Langchain shows that artificial intelligence agents are not yet at the human level because they immersed them tools

Join daily and weekly newsletters to obtain the latest updates and exclusive content to cover the leading artificial intelligence in the industry. Learn more


Once artificial intelligence agents showed a promise, organizations were forced to deal with knowing whether one agent is sufficient, or if they should invest in building a broader multi -agent network that touches more points in their institution.

Concorty frame company Linjshen He sought to approach this question. The artificial intelligence agent has undergone several experiments that found that individual factors have an end to the context and tools before their performance begins to deteriorate. These experiments can lead to a better understanding of the architecture needed to maintain multi -agent factors and systems.

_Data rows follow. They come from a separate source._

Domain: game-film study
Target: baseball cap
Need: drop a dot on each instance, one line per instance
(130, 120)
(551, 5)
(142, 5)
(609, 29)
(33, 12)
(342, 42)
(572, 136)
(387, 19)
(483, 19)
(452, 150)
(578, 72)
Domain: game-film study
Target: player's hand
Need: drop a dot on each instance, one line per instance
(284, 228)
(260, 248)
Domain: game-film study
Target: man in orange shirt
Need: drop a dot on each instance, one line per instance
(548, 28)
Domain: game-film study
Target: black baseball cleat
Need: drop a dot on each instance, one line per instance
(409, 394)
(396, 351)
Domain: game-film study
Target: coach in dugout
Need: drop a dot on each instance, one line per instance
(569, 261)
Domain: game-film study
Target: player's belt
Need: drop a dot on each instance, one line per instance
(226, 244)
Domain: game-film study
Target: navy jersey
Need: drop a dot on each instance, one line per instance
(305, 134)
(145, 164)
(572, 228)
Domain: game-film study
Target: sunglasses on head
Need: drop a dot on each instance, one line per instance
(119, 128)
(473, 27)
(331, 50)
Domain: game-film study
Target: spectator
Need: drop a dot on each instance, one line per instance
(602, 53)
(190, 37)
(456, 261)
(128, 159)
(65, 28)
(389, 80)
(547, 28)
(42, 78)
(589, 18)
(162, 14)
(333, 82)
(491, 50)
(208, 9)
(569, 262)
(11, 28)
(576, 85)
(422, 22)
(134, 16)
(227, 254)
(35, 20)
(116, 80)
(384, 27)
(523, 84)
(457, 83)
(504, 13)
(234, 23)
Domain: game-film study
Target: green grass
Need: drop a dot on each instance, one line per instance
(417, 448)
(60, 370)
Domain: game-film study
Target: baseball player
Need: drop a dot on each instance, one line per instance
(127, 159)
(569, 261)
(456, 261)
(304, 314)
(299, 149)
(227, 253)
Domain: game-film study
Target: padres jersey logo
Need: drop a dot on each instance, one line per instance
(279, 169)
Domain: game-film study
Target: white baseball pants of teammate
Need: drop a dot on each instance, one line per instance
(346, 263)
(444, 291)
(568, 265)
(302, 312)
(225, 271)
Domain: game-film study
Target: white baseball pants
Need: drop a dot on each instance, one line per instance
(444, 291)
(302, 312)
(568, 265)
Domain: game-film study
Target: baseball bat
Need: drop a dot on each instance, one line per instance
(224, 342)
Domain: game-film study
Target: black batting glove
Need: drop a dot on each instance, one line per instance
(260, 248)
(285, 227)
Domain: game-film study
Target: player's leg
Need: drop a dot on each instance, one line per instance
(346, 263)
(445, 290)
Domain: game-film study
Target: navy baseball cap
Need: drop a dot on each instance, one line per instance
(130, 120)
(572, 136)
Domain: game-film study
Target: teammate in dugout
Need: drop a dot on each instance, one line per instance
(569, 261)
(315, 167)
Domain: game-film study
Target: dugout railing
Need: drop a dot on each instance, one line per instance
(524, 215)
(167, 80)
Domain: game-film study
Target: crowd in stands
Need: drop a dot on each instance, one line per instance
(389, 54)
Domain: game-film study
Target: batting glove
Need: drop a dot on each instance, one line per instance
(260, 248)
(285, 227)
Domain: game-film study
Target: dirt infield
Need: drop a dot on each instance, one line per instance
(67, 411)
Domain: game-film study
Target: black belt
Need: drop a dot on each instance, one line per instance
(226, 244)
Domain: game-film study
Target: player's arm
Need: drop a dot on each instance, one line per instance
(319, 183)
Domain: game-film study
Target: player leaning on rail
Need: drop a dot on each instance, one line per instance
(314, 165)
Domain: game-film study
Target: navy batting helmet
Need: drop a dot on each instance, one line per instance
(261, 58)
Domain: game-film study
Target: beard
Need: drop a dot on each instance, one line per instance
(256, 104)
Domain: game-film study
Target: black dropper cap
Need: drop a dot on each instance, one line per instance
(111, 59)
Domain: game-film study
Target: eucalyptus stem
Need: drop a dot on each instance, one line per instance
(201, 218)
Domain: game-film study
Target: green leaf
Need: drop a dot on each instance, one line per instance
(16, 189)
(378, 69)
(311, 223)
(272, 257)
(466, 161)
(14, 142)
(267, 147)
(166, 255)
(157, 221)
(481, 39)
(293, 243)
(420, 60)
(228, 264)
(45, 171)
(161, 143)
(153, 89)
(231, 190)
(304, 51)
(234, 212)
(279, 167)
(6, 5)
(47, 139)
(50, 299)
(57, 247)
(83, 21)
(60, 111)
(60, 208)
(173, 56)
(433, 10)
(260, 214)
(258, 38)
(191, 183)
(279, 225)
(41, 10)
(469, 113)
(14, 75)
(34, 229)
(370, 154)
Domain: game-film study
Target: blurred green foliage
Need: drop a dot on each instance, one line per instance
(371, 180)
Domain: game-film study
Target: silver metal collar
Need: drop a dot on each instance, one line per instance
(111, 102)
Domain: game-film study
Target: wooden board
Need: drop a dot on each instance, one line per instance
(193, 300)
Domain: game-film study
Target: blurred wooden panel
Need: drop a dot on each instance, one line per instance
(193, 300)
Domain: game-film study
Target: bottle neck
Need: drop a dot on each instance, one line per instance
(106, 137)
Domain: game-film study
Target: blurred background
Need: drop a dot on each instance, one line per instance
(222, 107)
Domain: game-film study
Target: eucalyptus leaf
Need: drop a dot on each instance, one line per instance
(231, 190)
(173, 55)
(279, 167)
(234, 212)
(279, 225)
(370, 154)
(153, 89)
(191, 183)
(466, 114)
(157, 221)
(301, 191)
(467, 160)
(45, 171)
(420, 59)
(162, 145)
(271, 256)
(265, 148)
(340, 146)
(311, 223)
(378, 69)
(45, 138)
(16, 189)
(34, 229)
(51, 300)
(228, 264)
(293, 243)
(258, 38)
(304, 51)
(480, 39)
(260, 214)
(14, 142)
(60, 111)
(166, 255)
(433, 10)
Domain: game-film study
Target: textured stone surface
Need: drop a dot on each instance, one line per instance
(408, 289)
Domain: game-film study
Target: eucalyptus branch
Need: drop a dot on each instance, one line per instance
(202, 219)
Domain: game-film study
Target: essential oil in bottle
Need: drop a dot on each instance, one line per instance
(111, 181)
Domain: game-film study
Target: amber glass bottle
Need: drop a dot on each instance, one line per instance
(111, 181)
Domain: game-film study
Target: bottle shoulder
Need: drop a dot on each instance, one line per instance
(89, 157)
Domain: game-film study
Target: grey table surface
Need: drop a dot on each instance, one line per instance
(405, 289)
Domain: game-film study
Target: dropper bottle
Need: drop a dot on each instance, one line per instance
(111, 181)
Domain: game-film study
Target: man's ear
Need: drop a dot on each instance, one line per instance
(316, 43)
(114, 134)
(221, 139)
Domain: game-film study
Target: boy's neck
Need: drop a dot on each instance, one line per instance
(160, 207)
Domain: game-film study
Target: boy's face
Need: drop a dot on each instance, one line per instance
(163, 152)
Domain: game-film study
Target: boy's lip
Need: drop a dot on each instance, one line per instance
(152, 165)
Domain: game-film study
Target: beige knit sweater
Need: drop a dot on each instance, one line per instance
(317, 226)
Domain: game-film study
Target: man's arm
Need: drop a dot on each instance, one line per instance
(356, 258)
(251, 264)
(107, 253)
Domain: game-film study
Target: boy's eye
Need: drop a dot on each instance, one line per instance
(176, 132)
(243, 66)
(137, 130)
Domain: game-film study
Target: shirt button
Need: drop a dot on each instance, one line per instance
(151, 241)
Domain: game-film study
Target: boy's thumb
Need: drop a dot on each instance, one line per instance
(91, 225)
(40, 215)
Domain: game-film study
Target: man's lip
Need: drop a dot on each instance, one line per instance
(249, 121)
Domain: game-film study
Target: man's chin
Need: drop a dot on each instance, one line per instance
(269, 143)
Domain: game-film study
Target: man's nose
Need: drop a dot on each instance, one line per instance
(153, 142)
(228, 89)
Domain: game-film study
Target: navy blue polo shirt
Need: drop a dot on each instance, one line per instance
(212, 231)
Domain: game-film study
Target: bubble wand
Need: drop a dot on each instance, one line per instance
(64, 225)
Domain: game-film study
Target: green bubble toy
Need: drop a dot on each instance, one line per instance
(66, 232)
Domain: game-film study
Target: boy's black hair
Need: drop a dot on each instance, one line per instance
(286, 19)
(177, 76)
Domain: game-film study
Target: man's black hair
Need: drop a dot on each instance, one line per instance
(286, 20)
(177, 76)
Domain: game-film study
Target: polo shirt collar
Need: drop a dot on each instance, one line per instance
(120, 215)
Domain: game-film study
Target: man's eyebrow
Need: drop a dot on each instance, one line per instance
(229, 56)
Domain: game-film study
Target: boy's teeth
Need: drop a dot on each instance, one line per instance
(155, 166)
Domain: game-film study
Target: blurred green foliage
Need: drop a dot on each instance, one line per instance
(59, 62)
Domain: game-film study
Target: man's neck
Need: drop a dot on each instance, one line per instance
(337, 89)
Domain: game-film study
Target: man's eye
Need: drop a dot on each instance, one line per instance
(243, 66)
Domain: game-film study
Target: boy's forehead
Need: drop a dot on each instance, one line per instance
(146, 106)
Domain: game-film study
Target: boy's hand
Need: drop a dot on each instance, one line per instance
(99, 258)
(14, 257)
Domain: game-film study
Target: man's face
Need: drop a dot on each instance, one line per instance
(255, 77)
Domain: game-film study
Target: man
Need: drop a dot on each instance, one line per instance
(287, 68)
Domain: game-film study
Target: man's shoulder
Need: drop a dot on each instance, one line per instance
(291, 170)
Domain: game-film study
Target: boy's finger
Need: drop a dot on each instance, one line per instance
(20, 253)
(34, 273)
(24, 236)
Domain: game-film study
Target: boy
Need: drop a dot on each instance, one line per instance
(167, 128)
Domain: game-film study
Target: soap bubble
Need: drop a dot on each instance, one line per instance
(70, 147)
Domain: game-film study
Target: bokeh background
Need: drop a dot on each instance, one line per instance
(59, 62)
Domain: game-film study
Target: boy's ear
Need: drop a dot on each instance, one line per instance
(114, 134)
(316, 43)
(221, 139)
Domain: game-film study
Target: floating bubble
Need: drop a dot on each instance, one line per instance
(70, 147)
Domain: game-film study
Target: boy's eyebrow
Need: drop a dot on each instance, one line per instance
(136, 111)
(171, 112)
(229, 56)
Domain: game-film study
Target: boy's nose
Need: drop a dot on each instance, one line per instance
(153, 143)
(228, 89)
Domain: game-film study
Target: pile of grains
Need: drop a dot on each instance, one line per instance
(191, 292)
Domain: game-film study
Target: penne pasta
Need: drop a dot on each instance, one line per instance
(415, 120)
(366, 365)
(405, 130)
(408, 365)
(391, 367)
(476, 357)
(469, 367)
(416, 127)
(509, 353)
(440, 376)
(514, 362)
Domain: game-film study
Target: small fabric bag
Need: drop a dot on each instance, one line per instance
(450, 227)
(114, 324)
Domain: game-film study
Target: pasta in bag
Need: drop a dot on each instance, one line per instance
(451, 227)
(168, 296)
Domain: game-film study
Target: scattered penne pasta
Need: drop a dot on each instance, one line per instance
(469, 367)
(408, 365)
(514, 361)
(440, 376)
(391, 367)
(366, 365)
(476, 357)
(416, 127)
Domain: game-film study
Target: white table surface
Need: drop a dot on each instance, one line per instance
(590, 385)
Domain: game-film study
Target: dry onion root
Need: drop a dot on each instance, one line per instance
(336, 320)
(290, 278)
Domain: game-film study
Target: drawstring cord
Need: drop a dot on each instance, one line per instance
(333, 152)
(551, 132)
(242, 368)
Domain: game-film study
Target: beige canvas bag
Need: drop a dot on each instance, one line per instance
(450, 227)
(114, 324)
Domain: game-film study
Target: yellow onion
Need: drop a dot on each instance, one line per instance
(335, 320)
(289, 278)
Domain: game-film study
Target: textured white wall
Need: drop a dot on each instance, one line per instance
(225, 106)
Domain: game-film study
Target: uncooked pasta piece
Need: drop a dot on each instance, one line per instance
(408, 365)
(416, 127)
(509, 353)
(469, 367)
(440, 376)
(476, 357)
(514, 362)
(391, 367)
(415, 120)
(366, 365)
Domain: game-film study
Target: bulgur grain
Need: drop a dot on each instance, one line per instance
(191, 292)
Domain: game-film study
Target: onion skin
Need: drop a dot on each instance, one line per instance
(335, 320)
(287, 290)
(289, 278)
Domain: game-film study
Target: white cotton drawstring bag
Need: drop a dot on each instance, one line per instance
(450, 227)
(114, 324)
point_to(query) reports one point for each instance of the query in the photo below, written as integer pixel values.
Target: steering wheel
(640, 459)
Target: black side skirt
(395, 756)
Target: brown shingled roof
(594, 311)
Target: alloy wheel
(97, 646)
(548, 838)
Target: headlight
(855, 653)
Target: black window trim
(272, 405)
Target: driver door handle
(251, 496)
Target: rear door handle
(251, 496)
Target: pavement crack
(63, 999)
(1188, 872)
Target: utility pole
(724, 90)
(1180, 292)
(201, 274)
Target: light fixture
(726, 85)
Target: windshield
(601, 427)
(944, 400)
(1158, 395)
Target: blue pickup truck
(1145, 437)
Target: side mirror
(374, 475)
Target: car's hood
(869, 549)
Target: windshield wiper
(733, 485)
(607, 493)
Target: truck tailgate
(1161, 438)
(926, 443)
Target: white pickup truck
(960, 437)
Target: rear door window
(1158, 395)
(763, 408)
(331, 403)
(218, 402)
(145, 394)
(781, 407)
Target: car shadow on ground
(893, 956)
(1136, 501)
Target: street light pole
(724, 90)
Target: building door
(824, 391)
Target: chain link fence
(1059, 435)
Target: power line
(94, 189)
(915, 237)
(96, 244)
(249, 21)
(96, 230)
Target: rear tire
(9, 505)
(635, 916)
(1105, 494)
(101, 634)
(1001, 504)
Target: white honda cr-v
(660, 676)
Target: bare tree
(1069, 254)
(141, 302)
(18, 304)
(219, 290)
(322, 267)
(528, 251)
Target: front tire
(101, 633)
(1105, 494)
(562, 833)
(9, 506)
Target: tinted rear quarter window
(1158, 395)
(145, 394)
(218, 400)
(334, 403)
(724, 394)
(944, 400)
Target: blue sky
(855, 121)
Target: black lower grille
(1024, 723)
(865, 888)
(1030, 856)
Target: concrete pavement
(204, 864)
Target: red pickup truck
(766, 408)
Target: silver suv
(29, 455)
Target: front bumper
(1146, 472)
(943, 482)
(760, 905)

in Blog postLangchain detailed a set of experiences he had with one reaction factor and measuring her performance. The main question of Lengshen was hoping to answer, “At what point is one reaction to the instructions and tools, and then he sees a decrease in performance?”

Choose Langchain Use Action agent reaction Because it is “one of the main agents of the agents.”

While the standard performance of the agent can often lead to misleading results, Langchain chose to limit the test into two quantitative measuring tasks easily: answering questions and scheduling scheduling.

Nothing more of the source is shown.